Perrotte
Je suis passée au vernissage de Simone Perotte Galerie Quincampoix.
Sur des plats, des vases et des tasses, des animaux sgraffités, mais pas que. Des pastilles qui pétillent et des feuilles qui flammèchent, sur des formes très très douces.
L’œil découvre et la main veut caresser.
Et puis, dans le si joli passage Molière, un verre de blanc frais à la main, c'est l'occasion de discuter avec Pierre et Gérard, galeristes passionnés, et avec Agnès Debizet, artiste passionnante.
L'incrust
Le corps du n°111 est terminé
J'ai un peu chargé le n°111 qui a perdu en route la légèreté qui lui permettait des poses gracieuses (que le n°112 à venir saura adopter).
En revanche il a gagné en force et peut se cambrer en belle posture.
Le n°111 est un œil avec écoulement lacrymal.
Maintenu pour le moment par des épingles, son corps de fil de lin cru crocheté en 1 seul fil ininterrompu (sans coupe ni ajout) est achevé et va être lié par du fil de lin blanc.
Commerce
Fond perdu (ou pas)
En marchant nuitamment dans Paris comme à mon habitude, j'ai trouvé ce plateau de table sur le trottoir qui attendait la benne à ordures. C'est pas du formica mais du bon vieux linoléum. J'adore. Je trouve qu'il fait un fond intéressant au n°110.
J'ai pensé un moment clouer "Eux (émoi)" dessus, mais je ne le ferai pas, il est trop porteur de sa propre histoire, d'un charme nostalgique.
Brut de talent
Je suis allée voir la collection d'art brut de Bruno Decharme à la Maison Rouge.
Juste un premier aperçu, car il y a là trop de richesses pour être apprécié à la sauvette. Que de surprise, de mystère, de volonté, de rêve !
On est capté par un dédale de pièces dans lesquelles on est confronté aux mondes chargés des artistes hors convention.
On papillonne, comment faire autrement quand il y a tant à voir ? et quand on s'arrête pour plonger dans une œuvre, on a des vertiges. Ce sont là des abîmes qui nous interpellent, nous interrogent, nous plongent dans d'étonnants remous où l'humanité dans son énigme produit avec acharnement des systèmes plastiques pour tenter de vivre avec le chaos.
L'indifférence est impossible. C'est FORT et souvent très beau.
Je ne suis pas près d'oublier le cavalier noir de Havlicek, le pistolet en bois de Byam, les planches anatomiques de Plny, les fillettes en guerre de Darger (!!), les avions pour sauver les hommes de Georgi.
C'est inventif, obstiné, inquiet, farfelu, bouleversant.
Etat d'atelier au 15 novembre 2014
Le n°111 (en cours) marche aussi très bien façon cage thoracique, en relevant en symétrie les 2 parties de son embranchement de part et d'autre sa tête/son cœur.
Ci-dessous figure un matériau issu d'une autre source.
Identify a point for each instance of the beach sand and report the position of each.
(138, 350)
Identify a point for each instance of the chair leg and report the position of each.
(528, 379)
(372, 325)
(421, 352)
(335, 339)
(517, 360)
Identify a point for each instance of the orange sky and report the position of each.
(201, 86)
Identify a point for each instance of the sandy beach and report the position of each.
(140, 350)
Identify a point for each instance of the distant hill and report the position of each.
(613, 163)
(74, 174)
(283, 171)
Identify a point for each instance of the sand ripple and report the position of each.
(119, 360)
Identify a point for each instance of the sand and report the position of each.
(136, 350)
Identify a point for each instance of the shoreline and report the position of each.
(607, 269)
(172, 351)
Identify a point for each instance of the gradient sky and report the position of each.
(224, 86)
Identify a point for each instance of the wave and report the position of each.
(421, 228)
Le n°110 accroche ses yeux à des petits supports pour pouvoir regarder ce qui se trame.
On est dans une anatomie fantasmée de l'humaine condition.
J'ai repris le fil continu pour pénétrer le labyrinthe du n°111
De progressions en circonvolutions, de tours en demi-tours,
j'avance dans son dédale de mailles et mon cheminement lui donne corps.
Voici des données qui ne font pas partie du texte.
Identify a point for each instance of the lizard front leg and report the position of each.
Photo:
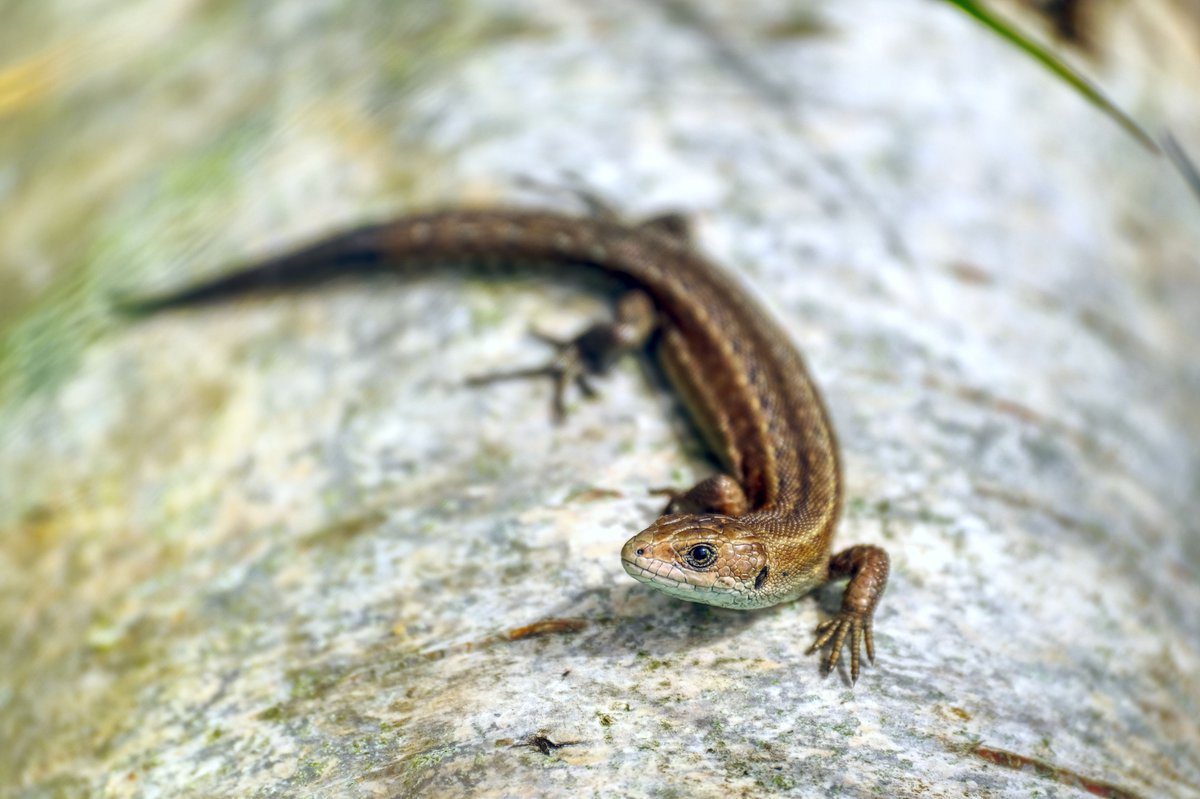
(868, 570)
C'est toujours un problème qui me fait faire un grand pas sur mon chemin artistique. En lui trouvant une solution je trouve aussi un enrichissement.
Passée par le n°82 qui tentait d'échapper à la symétrie, par le n°95 dont j'avais dû fusionner une queue qui m'échappait, par la vrille du n°97 découverte par le hasard d'une suspension incomplète, par la désobéissance du n°101 qu'il m'a fallu lier, j'arrive au n°111 avec une poignée d'épingles pour mettre en forme son embranchement.
Ce faisant je peste contre la longueur de son pédoncule. Or après avoir lié ses branches voilà qu'il me reste 1 épingle tout juste. Zut : j'aurais tant aimé que le hasard m'ait fait prendre le nombre exact d'épingles. Ce sera donc cette épingle qui va joindre comme tout naturellement la queue à la tête et former ainsi une coque qui me ravit. L'épingle surnuméraire à trouvé son emploi, la longueur du pédoncule devient un atout.
Une façon d'occuper mieux l'espace tout en révélant toutes les facettes de la pièce, l'avant et l'arrière deviennent enfin des notions dépassées.